Esa fugaz tentativa infinita, porque solo dura lo efímero -como dice Cortázar- me devuelve el sentido de la mujer-madre, mujer-amiga, mujer-amante, mujer-maestra, todas transeúntes, eternas. ¿Qué debo decir con esto? Que la condición femenina es esencialmente una condición temporal. La madre que guía tus primeros pasos, la mujer que te acompaña un tramo de vida, otra que te lleva a la última morada. Todas en una trascienden, una en todas ellas, pervive.
Y no es mera metáfora de significación simbólica, no. La simultaneidad de la mujer la hace ser todas a la vez en el acontecer cotidiano. A diferencia del hombre que se “especializa” en aquello específico, unidireccional, la mujer ejerce diversas vidas y por tanto, tantas muertes.
La madre engendradora de vida, que se juega su propia vida porque sobrevivamos, más allá del alumbramiento, cual loba mater, cual mater felina, instintiva y protectora. Refugio y guía, referente y madre, a la vez. A la que Cortázar dedicó, acaso, estos versos: Me basta mirarte para saber que con vos me voy a empapar el alma.
La obrera que vende su fuerza de trabajo en la fábrica por un salario de miseria. La productora de bienes materiales, a cambio de plusvalía laboral. La explotada, la despedida, la acosada, la luchadora, la rebelde que no tiene nada que perder, más que sus propias cadenas. A la que Neruda canto sin reparos: Bella,/ no te caben los ojos en la cara, / no te caben los ojos en la tierra. Hay países, hay ríos en tus ojos, / mi patria está en tus ojos, / yo camino por ellos, /ellos dan luz al mundo por donde yo camino / bella.
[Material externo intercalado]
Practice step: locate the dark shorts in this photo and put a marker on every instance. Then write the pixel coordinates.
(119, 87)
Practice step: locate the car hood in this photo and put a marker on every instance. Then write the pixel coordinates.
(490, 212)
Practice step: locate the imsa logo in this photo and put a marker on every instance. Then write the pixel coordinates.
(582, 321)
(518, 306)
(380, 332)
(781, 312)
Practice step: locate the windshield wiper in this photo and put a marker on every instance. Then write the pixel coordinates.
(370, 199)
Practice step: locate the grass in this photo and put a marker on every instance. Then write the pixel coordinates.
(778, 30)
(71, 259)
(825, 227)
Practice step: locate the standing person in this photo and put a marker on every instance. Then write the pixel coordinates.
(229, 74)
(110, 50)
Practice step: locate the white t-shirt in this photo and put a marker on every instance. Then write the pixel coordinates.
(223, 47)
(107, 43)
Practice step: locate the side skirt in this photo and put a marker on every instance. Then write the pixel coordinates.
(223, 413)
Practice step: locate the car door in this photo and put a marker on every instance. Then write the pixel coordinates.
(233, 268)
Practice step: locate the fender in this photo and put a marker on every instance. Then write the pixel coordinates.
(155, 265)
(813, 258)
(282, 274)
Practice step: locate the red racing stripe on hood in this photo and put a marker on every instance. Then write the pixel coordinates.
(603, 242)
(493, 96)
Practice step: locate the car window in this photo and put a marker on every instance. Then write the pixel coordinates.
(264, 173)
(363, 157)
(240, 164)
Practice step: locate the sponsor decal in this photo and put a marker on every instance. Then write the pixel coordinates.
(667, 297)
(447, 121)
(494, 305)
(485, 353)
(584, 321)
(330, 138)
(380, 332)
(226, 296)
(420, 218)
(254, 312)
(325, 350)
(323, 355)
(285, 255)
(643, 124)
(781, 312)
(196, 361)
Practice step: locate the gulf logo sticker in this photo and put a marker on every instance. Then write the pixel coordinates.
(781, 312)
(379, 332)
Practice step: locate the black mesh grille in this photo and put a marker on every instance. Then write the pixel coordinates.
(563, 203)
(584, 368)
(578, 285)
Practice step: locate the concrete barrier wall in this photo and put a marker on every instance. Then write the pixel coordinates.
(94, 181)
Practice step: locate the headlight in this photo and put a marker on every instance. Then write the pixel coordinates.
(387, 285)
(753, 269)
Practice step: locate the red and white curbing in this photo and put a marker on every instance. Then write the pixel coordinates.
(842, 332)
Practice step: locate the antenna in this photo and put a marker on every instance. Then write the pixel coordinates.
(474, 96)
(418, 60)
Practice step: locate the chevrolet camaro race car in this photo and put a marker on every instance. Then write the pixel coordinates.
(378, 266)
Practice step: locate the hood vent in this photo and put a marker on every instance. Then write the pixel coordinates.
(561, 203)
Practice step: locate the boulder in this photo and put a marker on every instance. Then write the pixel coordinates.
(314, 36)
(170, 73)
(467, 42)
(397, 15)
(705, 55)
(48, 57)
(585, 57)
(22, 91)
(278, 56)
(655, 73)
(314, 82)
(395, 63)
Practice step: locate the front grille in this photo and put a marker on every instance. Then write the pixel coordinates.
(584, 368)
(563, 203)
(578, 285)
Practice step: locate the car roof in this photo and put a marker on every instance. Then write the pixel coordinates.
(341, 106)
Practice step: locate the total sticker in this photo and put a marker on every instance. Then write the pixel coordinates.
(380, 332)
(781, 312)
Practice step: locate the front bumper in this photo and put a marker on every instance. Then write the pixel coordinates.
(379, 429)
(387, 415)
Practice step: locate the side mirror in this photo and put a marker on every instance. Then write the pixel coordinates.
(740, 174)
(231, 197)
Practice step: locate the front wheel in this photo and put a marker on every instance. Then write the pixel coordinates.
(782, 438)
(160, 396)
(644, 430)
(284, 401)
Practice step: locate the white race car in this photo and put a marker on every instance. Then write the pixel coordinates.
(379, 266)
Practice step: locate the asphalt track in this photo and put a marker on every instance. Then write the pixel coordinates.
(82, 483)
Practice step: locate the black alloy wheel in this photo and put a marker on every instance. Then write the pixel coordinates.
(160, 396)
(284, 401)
La forjadora de nuestra niñez, faro de los años verdes, maestra de preclaros saberes. La que guió nuestra mano sobre el papel, en la maravillosa didáctica de enseñarte a escribir. Aquella mujer que descifró, con una sonrisa en los labios, las ignotas letras impresas en el primer libro que puso en tus manos. La Mistral, maestra austral, que cantó con recia ternura a los piececitos de niños / azulosos de frío.
La amante, que hueles a pino volteado, en los versos de Barquero. La compañera de andanza. Bella locura…/ eterna como verano frio / cansada, su belleza de pelear / cautiva su larga pestaña / que un día me enseñó a amar, como dejara escrito Miguel Hernández.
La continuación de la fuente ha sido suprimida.